3. the method for digging of frequent episode in data flow according to claim 2, which is characterized in that further comprising the steps of：

A frequent episode Hash table is created for the frequent episode array；And

Judge whether record the data item read in the frequent episode array using the frequent episode Hash table.

4. the method for digging of frequent episode in data flow according to claim 1, which is characterized in that the auxiliary data item number Group is the grand filter array of cloth；

The step of being updated the frequency values of corresponding data item in an auxiliary data item array include：

The data item is filtered to judge whether deposited in the grand filter array of the cloth using cloth grand filter array In the data item；And

Based in the grand filter array of the cloth there are the judgement of the data item as a result, by the grand filter array of the cloth The frequency values of corresponding data item are updated.

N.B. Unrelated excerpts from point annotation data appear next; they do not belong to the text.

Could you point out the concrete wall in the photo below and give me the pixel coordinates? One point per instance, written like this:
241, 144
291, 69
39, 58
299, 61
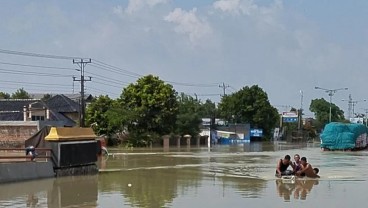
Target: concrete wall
21, 171
14, 133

5. the method for digging of frequent episode in data flow according to claim 4, which is characterized in that further include that one cloth of establishment is grand The size of the step of filter array, the Bloom filter array are M, and from 0 to M-1, the initial value of each single item is 0 for address, Multiple mutually independent hash functions are created for the Bloom filter array.

6. the method for digging of frequent episode in data flow according to claim 5, which is characterized in that the multiple hash function In any one hash function be obtained through the following steps：

It is prime number to enable M, and r+1 number a is uniformly chosen from { 0,1,2 ... ..., M-1 }₀, a₁... ..., a_r,Obtain a hash function h_a(x)。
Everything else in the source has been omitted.